Contamination investigation at former gasworks
11 February 2021
An investigation will get underway tomorrow at the former Tamworth gasworks in Peel Street to determine the extent of contamination dating back more than 100 years.
Tamworth Regional Council has been issued with a Preliminary Investigation order under Section 10 of the Contaminated Land Management Act 1992 because the former Tamworth Municipal Council was a former operator of the site.
Tamworth Regional Council Manager Compliance, Ross Briggs, said the detailed site investigation expected to take about a week to complete. Then soil samples and other test results will be reviewed with the findings including estimated costs of any remediation is not expected to be known until mid-2021.
“A specialist company will carry out the investigation both on the site and adjoining sites which involves drilling for soil samples and installing monitoring wells,” he said. “This will provide a clear picture of the full extent of contamination as well as a plan for remediation.”
The need to investigate the site at 200 Peel Street (also known as 115 Marius Street) emerged in 2019 after contaminated land consultants engaged to investigate the adjoining land to be developed by Aldi identified contamination of the groundwater consistent with the contamination from historic operations of a gasworks.
The site was owned by the Tamworth Gas and Coke Company, Colonial Gas Company and the former Tamworth Municipal Council from 1882 to about 1973 and operated as a town gas manufacturing plant or gasworks. The gas was used for Tamworth’s streetlights.
Elgas Limited currently owns the site and operates an LPG depot and distribution centre.
Mr Briggs said the historic operation of gasworks throughout NSW has left a legacy of soil and groundwater contamination, in some cases extending to adjoining sites.
“The major contaminants of these sites typically include tars, oils, hydrocarbon sludge, spent oxide wastes, ash and ammoniacal recovery wastes,” he said. “While many of these materials were recycled or reused, it was common for some to be buried on or near a gasworks site in underground tar wells, pipes and purifier beds and not removed when a gasworks was decommissioned.”

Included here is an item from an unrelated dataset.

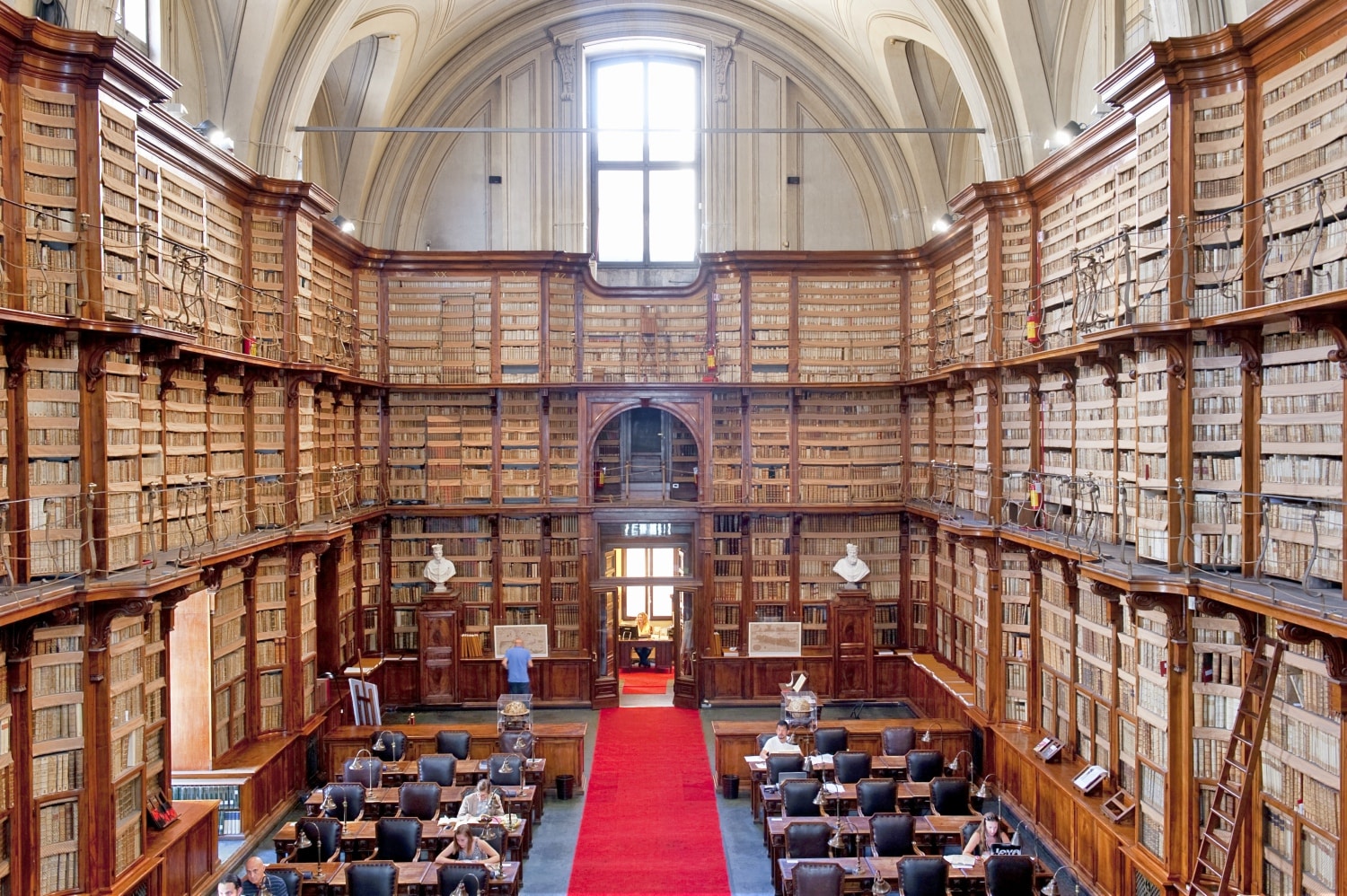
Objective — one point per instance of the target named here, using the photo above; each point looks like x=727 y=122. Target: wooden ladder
x=1214 y=861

Council has received grant funding from the NSW Environmental Trust which will cover half the cost of the investigation up to $200,000 and half the cost of remediation up to $500,000. Council has committed $700,000 for its share of the cost.
“This on-site investigation is the start of a process which may take years to conclude but Council is committed to working with the EPA to ensure everything possible is done to ensure the site will not pose a health risk to our community in the future,” Mr Briggs said.